Conversely, if $\sup\int\left | f_{n} \right |d\mu<{+}\infty $ then $f$ is integrable.
I think I´ve already prove the first part, I applied Lebesgue Dominated Convergence Theorem, because que can see that $f_{n+1}\leq f_{n} \leq f, n\in\mathbb{N}$ so $ (f_{n})\leq \left |f \right | $ and $f$ is integrable, so I have to prove that $(f_{n})$ is a sequence of integrable functions which converges almost everywhere to a real-valuated function and I can applied the theorem, right???
The other part is the one which I have problems to prove it, does anybody can help me a little with that?? Thanks!
I think that the problem wants us to define $f_N(x) = f(x)$ if $0 \leq f(x) \leq N$, $f_N(x) = f(x)$ if $-N \leq f(x) \leq 0$ and $f_N(x) = 0$ otherwise.

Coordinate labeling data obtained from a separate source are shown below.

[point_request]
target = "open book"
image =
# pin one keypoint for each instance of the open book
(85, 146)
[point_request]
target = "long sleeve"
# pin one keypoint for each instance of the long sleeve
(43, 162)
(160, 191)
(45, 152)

Then we have that $f_n \to f$ monotonically and so we can apply the monotone convergence theorem to conclude that $\lim_n \int f_n = \int \lim_n f_n = \int f$. Now if $\sup_n \int |f_n| < \infty$, then clearly $\int |f| < \infty$ since for any bounded monotonic sequence we have that $\sup_n a_n = \lim_n a_n$.